The yield it offers might be ruling over the facts of this graph, however wonderful this company might be for quality and it's A credit rating. The Pay ratio is getting to 95% and I don't see much improvement in that case for the dividend. It does have a 11.6% 5year DGR, but my goodness I don't see a raise for this year which was due in July for the yearly normal time frame. It has 3 more quarters or so to not fall of the dividend 21 year contender payer list. Even FG here is showing no raise and keeping it at the $3.08 payment. It does however have nice cash flows to cover the current dividend.

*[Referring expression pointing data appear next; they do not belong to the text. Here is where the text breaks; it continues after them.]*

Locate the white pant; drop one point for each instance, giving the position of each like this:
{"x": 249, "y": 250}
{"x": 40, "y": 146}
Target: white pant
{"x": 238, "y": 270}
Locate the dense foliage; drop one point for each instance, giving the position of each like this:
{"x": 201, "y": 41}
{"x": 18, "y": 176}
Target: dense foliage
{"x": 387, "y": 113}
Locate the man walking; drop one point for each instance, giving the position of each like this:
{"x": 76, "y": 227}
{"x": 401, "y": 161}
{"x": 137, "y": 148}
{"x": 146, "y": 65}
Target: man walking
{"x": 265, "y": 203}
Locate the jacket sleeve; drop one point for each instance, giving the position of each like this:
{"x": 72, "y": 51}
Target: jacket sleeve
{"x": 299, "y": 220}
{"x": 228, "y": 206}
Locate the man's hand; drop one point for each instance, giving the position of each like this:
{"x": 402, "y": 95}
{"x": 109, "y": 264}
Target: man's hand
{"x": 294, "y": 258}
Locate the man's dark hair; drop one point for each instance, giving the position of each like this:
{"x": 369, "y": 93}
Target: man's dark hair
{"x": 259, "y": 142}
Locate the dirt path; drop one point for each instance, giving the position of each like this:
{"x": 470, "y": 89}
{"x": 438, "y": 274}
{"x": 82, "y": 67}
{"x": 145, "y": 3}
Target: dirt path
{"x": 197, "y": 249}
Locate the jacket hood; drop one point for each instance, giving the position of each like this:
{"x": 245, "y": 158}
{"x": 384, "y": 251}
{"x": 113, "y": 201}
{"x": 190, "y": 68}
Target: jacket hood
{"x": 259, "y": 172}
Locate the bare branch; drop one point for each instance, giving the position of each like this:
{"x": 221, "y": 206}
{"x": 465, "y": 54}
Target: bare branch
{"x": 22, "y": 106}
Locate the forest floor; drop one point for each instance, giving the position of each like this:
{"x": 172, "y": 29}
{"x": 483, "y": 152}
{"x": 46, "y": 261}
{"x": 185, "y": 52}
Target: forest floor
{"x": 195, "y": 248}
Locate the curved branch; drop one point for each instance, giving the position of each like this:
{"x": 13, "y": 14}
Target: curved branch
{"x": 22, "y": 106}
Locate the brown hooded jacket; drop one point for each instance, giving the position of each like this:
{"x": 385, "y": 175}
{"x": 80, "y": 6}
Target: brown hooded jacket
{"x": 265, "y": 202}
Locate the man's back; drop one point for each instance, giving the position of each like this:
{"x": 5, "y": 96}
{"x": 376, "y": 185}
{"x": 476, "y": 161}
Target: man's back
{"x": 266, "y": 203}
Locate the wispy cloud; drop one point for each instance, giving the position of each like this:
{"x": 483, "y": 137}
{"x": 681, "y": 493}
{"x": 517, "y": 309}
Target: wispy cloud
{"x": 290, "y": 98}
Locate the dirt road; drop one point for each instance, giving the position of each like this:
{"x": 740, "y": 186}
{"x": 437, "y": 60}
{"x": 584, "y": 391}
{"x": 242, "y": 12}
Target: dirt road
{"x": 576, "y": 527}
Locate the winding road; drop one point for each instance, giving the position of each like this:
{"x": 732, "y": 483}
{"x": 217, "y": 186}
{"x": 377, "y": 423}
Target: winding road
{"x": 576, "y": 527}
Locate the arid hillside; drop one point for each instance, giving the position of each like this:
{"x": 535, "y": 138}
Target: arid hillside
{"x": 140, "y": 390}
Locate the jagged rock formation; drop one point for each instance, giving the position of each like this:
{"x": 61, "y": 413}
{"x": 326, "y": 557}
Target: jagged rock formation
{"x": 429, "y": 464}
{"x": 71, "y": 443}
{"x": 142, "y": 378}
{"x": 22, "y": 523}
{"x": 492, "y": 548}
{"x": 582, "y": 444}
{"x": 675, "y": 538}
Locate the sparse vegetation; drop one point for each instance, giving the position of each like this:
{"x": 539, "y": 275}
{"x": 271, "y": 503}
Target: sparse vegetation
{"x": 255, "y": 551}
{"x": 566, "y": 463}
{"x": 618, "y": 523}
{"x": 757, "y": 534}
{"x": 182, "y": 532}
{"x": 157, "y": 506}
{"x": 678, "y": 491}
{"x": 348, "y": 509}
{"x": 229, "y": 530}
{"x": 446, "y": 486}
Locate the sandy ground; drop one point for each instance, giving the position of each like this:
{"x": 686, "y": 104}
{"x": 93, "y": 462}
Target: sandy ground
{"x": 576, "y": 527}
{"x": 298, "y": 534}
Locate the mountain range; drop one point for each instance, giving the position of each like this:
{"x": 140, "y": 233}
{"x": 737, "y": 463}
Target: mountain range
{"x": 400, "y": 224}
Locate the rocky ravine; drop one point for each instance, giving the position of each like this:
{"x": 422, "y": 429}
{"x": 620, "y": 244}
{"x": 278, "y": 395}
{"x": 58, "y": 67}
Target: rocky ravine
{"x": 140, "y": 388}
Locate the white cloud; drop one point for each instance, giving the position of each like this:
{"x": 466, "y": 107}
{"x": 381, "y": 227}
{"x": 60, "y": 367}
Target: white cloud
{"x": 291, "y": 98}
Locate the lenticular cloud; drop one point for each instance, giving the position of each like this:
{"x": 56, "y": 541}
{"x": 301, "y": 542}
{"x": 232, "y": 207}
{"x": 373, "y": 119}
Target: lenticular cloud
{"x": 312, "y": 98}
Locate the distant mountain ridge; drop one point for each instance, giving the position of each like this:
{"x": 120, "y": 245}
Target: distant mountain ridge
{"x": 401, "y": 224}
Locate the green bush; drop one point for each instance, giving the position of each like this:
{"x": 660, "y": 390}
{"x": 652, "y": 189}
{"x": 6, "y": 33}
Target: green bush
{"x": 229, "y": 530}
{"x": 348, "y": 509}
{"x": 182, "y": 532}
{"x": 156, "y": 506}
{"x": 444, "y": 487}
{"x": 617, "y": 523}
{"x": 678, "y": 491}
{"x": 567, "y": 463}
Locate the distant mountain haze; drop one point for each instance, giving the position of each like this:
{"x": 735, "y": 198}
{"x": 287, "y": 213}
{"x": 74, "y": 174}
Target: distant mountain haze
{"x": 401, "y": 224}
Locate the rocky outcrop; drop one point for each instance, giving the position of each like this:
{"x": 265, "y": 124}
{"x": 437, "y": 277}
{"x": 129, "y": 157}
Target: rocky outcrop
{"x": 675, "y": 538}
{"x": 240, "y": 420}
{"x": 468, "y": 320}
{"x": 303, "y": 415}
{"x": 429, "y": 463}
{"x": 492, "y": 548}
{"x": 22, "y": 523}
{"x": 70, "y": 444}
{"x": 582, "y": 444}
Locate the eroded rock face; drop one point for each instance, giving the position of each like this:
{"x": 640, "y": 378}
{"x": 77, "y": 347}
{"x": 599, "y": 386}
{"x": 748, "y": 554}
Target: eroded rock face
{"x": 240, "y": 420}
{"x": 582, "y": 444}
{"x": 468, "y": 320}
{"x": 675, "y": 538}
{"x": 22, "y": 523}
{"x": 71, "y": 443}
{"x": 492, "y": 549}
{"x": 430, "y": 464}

I therefore took my $ and put some of it into Lockheed Martin.

Lockheed Martin - (NYSE:LMT)

I really like this chart a lot more than the others, but not the price.

I would like to add to my position in this great industrial company and I am seeing greener pastures with it for my dollars. The yield is usually about 3%, but I would like to see a lower price and better yield. I did add some @ 241.xx averaging up, but I am holding back for a further dip. It always seems to be over priced, but I can dream, as I am in no hurry. My WTB List suggests $221-235.

I cross my fingers for myself and everyone else to add on to this great company and 13 year dividend contender.

I can say no more other than I await your comments and thank you for reading.

Happy Investing too!

Disclosure: I am/we are long APLE AND CLDT, SPG AND LMT.

I wrote this article myself, and it expresses my own opinions. I am not receiving compensation for it (other than from Seeking Alpha). I have no business relationship with any company whose stock is mentioned in this article.